Melissa Perello's charred spring onion dip

Melissa Perello is chef and owner of Frances restaurant in San Fransisco. Frances' menu "reflects modern California sensibilities, and focuses on ingredients from local markets, farms and producers in a casual, neighborhood setting." Melissa earned a James Beard “Best New Restaurant” nomination in 2010 and a Michelin star -- AND she's a regular Saturday morning visitor to the Dirty Girl Produce stall at the Ferry Plaza market! She kindly agreed to share her charred spring onion dip recipe with us here. Thank you Melissa!

Charred Spring Onion Dip

2 bunches spring onions, white and or red (DGP's baby/green shallots could be interesting for this too)

Trim the bottoms, nip off any ugly parts from the green tops and peel off any super ‘papery’ skins. Wash and dry ‘em. Toss onions with a bit of olive oil and kosher salt. Grill until they start to take on a good amount of color. Then cut off the bulb bases and toss those in an oven (350F or so) wrapped with foil, for about 10-15 minutes or until they are just cooked through, but retain a bit of crunch. Take the cooked green tops and bulbs and cool until chilled, then mince or chop them up.
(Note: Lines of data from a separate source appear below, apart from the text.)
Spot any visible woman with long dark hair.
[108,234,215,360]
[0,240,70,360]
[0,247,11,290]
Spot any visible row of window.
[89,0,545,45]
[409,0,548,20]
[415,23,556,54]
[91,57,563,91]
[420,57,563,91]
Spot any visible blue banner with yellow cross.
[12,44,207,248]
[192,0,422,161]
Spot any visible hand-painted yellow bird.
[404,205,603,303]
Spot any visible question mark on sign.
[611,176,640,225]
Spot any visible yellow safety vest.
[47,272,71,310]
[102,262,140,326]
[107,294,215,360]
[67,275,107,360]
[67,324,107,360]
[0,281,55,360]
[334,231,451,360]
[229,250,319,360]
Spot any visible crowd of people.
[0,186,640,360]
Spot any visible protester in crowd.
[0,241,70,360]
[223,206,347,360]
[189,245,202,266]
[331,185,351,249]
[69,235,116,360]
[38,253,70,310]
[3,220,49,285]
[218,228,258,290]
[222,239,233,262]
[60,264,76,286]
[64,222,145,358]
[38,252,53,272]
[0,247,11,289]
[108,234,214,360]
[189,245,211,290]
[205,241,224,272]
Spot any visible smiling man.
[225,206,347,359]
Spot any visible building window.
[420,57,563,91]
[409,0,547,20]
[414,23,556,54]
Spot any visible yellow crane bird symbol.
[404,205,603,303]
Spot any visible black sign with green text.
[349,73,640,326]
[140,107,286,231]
3/4 pint Sour Cream (we use Straus whole milk)

1/2 cup Ricotta Cheese (again, whole milk, no low-fat bull-sh*t)

1/2 cup finely grated Parmesan or Pecorino cheese

Mix everything up together and season with salt and black pepper to taste. If necessary, adjust consistency or ‘tartness’ with more sour cream.

Serve chilled with crackers or grilled bread. At Frances we serve this with our with nigella seed lavash cracker.